问题
Today I started to add some client side Javascript code, like a nice date picker or some collapsing modals to my ASP.NET Core MVC WebApp.
I don't need all this settings on initial stuff in each view, so on my opinion the cleanest way is to define for each view a own js file.
First would I like to know, if this is the right way to do stuff like this? Or just take a big .js file, give each element a unique id and work over that?
So I was looking for achieving this in a nice way. But I only found partial solutions and build out of this my own.

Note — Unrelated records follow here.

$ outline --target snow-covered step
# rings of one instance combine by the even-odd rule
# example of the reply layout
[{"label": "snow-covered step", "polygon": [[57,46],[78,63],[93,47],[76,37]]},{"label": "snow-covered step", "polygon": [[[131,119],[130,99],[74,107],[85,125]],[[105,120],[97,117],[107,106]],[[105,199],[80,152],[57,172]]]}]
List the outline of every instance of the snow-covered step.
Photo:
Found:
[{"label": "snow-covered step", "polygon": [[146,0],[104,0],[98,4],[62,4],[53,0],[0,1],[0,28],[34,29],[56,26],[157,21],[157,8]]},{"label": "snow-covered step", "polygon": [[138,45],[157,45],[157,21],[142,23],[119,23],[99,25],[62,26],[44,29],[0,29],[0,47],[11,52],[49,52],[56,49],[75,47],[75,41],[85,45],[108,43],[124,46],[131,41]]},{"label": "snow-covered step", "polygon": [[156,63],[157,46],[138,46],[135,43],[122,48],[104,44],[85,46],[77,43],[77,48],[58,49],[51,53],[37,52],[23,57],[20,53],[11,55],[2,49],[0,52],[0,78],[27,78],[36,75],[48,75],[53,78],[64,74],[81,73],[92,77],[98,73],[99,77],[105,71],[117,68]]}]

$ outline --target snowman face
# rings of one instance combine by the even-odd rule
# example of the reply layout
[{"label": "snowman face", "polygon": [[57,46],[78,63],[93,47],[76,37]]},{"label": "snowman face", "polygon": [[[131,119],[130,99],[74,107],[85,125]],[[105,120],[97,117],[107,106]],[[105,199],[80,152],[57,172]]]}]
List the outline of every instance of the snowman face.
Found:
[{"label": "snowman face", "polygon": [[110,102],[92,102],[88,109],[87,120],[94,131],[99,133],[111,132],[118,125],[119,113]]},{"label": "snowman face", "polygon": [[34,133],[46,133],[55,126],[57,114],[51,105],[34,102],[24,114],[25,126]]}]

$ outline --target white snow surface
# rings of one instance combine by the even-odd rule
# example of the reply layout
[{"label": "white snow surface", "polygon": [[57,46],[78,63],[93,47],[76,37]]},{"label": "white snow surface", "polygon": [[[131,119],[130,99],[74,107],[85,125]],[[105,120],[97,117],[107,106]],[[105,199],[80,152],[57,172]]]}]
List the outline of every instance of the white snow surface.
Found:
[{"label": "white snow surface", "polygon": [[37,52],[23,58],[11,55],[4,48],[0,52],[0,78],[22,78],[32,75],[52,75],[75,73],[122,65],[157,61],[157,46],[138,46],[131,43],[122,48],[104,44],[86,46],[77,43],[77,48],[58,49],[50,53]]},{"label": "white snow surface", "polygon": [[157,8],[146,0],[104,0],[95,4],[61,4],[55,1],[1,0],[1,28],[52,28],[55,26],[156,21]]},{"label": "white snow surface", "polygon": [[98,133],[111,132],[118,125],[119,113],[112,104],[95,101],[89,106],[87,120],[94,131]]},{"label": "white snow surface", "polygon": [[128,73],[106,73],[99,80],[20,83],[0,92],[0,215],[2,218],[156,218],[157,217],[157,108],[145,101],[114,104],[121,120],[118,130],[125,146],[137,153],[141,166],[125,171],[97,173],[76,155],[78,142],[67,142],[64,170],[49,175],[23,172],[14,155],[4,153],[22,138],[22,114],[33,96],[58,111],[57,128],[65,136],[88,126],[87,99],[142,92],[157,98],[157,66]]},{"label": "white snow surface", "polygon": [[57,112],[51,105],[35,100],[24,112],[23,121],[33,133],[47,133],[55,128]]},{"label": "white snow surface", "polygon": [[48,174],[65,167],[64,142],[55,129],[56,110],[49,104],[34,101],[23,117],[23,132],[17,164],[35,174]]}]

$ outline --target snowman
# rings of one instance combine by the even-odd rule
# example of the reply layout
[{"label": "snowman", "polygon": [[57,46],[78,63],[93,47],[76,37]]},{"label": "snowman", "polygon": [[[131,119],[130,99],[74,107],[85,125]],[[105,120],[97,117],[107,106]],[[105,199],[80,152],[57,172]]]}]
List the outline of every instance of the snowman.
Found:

In my wwwroot/js folder I'm reflecting the structure of the Views folder.
Like: Views/Home/Index => wwwroot/js/home/index.js
To minimize the .js I just append a entry to the bundleconfig.json like:
{
" outputFileName": "wwwroot/js/home/index.min.js",
"inputFiles": [
"wwwroot/js/home/index.js"
],
// Optionally specify minification options
"minify": {
"enabled": true,
"renameLocals": true
},
// Optionally generate .map file
"sourceMap": false
}
and get a wwwroot/js/home/index.min.js.
To load the right .js file I use the following code in my _Layout.cshtml:
@if (File.Exists($"wwwroot/js/{ViewContext.RouteData.Values["controller"]}/{ViewContext.RouteData.Values["action"]}.min.js"))
{
<script type="text/javascript" src="~/js/@ViewContext.RouteData.Values["controller"].ToString().ToLower()/@ViewContext.RouteData.Values["action"].ToString().ToLower()@{}.js"></script>
}
To determine the right environment I use the predefined Development and Staging,Production tags.
To the big second question: Would you do this the same way, or do you have a better approach for solving this?